On Saturday May 7th, the Cincinnati Chapter of the Sons of the American Revolution will participate in a parade and grave re dedication for some of the earliest pioneers in the Clermont County / Loveland Ohio area.
There will be a presentation by the Cincinnati SAR at 12:30 PM, followed by a parade starting at 12:45PM leaving from the John Ramsey Homestead in White Pillars, and traveling a few hundred feet to the newly re-dedicated Ramsey-Paxton Cemetery. This is a joint event by the Daughters of the American Revolution, the Sons of the American Revolution and the Loveland American Legion.
Come join us for this inspiring event!
Below is a reprint of article by Sean Behling in Loveland Magazine
Loveland, Ohio – On Saturday, May 7th, a presentation from the Sons of American Revolution to the Ramsey-Paxton Cemetery Association will be at 12:30 AM. Then, a parade will leave from the John Ramsay Homestead in White Pillars at 12:45 PM, ending at the cemetery a few hundred feet away. This will give way to a formal dedication, where the Clough Valley Chapter, Daughters of the American Revolution, in conjunction with the Ramsey-Paxton Cemetery Association, the Cincinnati Chapter/Sons of the American Revolution (SAR), and the Loveland American Legion Post #256 will be marking new and restored gravestones for Thomas Paxton, John Ramsey, and Isabella Paxton Ramsey.
The ceremony will showcase the most recent improvements at the cemetery that honors some of the earliest pioneers in Clermont County.
The Ramsey-Paxton Cemetery began in 1813 with the burial of Lt. Col. Thomas Paxton. Lt. Col. Paxton was a Revolutionary War Soldier who served with General George Washington at Valley Forge in 1777 as well as General Anthony Wayne at the Battle of Fallen Timbers in 1794. The curved bridge on West Loveland Avenue over the Little Miami River dividing Historic Downtown and the West Loveland Historic District is named in honor of Col. Paxton.
Paxton is considered the first permanent settler between the Little Miami River and the Scioto River in the Virginia Military Tract, credited with raising the first local crop of corn, and was the founder of Loveland.

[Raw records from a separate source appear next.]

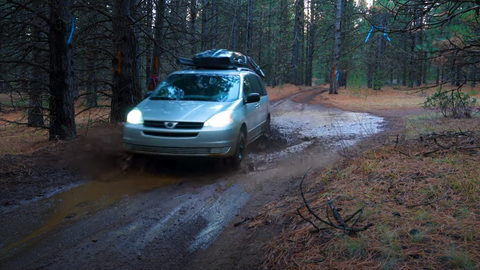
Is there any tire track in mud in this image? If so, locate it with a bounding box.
[0,88,386,270]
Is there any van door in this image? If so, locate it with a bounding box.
[242,76,261,142]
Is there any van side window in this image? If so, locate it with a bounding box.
[247,75,267,96]
[243,76,253,98]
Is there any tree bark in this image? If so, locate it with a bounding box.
[328,0,343,94]
[305,1,316,86]
[48,0,76,140]
[201,0,210,51]
[27,0,44,127]
[289,0,305,84]
[148,0,165,91]
[110,0,142,123]
[244,0,253,54]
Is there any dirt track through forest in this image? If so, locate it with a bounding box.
[0,90,384,270]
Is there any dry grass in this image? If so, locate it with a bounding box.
[257,129,480,269]
[256,84,480,269]
[0,94,110,155]
[312,85,480,112]
[267,84,303,101]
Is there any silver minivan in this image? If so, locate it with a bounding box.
[123,56,270,166]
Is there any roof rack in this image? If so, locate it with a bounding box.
[177,49,265,78]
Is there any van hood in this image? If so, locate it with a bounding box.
[137,99,235,123]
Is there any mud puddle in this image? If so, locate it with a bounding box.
[0,97,383,269]
[249,100,385,170]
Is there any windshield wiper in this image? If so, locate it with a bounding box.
[150,97,175,100]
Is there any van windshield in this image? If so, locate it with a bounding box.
[150,74,240,102]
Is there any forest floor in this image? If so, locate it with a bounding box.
[0,85,480,269]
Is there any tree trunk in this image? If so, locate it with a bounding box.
[190,0,198,55]
[210,0,218,48]
[289,0,304,84]
[27,0,44,127]
[328,0,343,94]
[48,0,76,140]
[201,0,210,51]
[244,0,253,55]
[305,2,316,86]
[110,0,142,123]
[145,0,153,91]
[148,0,165,91]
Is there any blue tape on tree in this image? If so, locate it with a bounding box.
[365,25,392,43]
[67,18,75,45]
[365,25,373,43]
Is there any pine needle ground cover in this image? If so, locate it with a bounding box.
[258,113,480,269]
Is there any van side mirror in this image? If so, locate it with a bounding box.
[247,93,260,103]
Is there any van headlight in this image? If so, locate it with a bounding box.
[127,108,143,125]
[203,111,233,127]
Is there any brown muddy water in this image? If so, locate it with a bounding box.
[0,100,384,269]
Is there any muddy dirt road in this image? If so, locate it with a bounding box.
[0,92,384,270]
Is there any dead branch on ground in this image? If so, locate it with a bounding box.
[297,169,373,234]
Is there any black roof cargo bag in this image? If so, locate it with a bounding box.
[178,49,265,78]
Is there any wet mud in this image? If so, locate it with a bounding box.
[0,96,384,269]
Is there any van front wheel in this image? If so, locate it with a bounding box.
[230,131,246,169]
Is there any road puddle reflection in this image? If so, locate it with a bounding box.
[2,172,182,255]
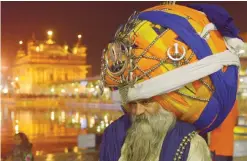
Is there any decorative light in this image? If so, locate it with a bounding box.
[47,30,53,36]
[3,87,9,94]
[35,46,40,52]
[51,88,55,93]
[51,111,55,121]
[61,89,65,93]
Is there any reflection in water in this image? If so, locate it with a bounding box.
[0,106,122,160]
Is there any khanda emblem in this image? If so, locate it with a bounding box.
[167,43,186,61]
[105,42,130,76]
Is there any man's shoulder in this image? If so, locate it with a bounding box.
[171,120,196,136]
[104,114,130,133]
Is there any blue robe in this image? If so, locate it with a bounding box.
[100,114,195,161]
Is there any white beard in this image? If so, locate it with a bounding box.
[119,108,176,161]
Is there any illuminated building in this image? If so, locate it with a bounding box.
[12,31,91,95]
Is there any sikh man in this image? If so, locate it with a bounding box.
[100,2,245,161]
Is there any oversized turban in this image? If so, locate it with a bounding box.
[101,5,245,132]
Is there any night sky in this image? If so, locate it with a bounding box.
[1,2,247,75]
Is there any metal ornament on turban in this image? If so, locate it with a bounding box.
[101,5,245,132]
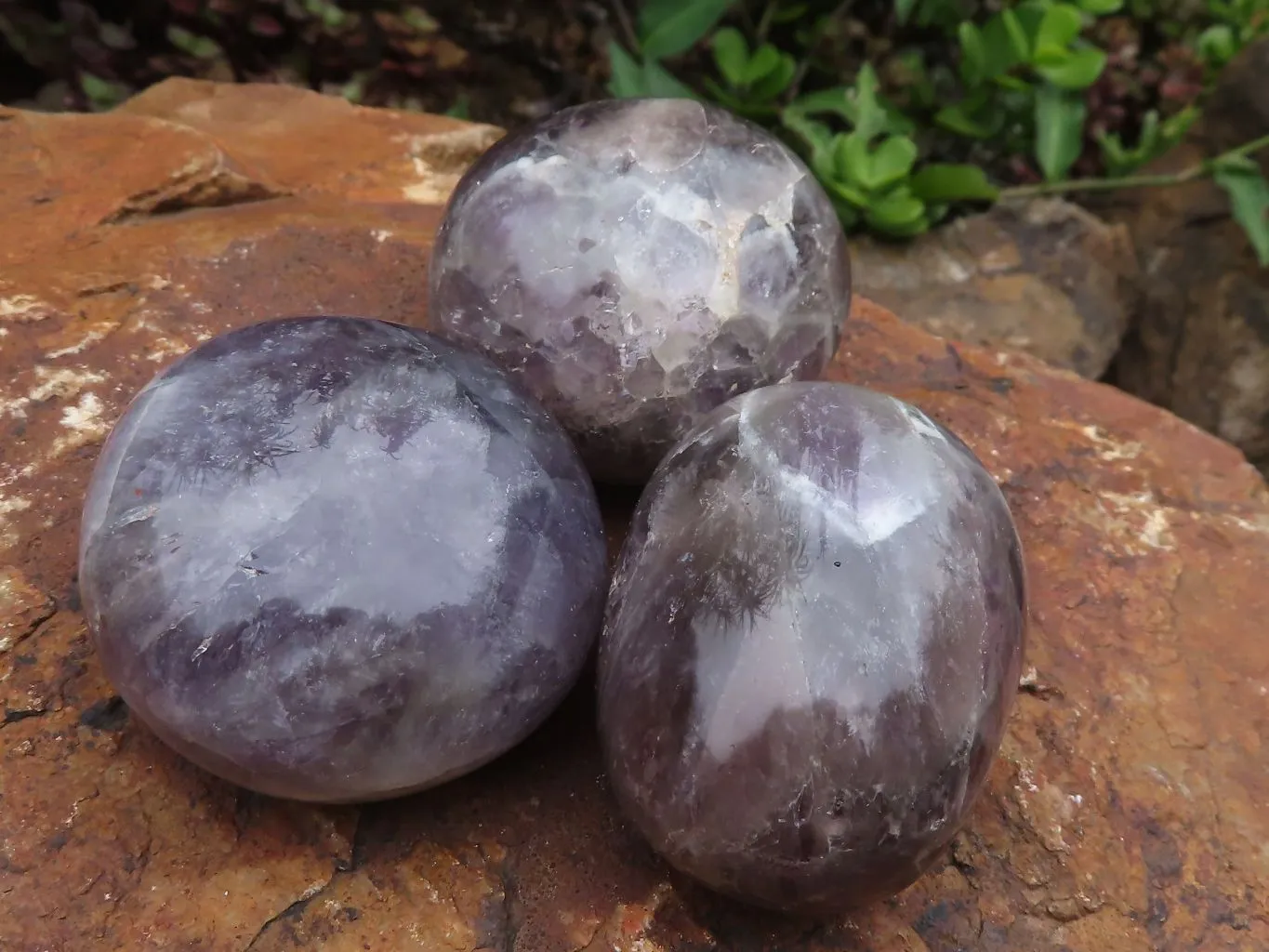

Paxton’s involvement goes even further, from helping to have the first polling place in Clermont County to helping make the statehood of Ohio possible.
Paxton’s son-in-law, as well as Revolutionary War patriot and one of the first settlers of Clermont County, Captain John Ramsey, was buried in the cemetery in 1847, as were other family members up until 1913.
In 1997, the nonprofit (501c3) organization, Ramsey-Paxton Cemetery Association, Inc. was established. Thanks to this organization, a much-needed restoration of the cemetery was made including the restoration of headstones, removal of brush and dying trees, installing a new decorative gate, and the replacement of rusted barbed wire fencing with a black aluminum fence.
Jan Beller, Director of the Loveland Museum Center and Executive Director of the Greater Loveland Historical Society says, “We are fortunate to have such a historical site right in our own thriving town.”
Just recently two new benches were made by Emma Clemons with Girl Scout Troop 43534 and placed under the new solar-lighted flagpole. The new flagpole was made possible by the Loveland American Legion Post 256 and Auxiliary, and Loveland VFW post 5749.
Rob Geiger, President of the Ramsey-Paxton Cemetery Association said, “Community support has been generous over the years, and many local businesses, individuals, and organizations have contributed to the preservation of this cemetery. Most recently, thirteen graves from the early 20th century which were unmarked or only marked with field stones will now be marked with new granite stones donated by Riverview Monuments. Also, the gate provided by Eads Fence Company and the flagpole donated by the American Legion and the VFW help enhance this historic location.”
• A presentation from the Sons of American Revolution will be at the cemetery at 12:30 PM.
• A parade led by bagpiper Robert Reid will leave the John Ramsay Homestead in White Pillars at 12:45 PM. The John Ramsay Homestead is at Valley Forge Drive and Ramsey Court in the White Pillars subdivision.
• The formal grave dedication begins at 1 PM.
If you want to experience a momentous piece of Loveland History, come and view this special event unfold on May 7th.
Loveland Magazine Publisher David Miller will be part of the ribbon cutting ceremony.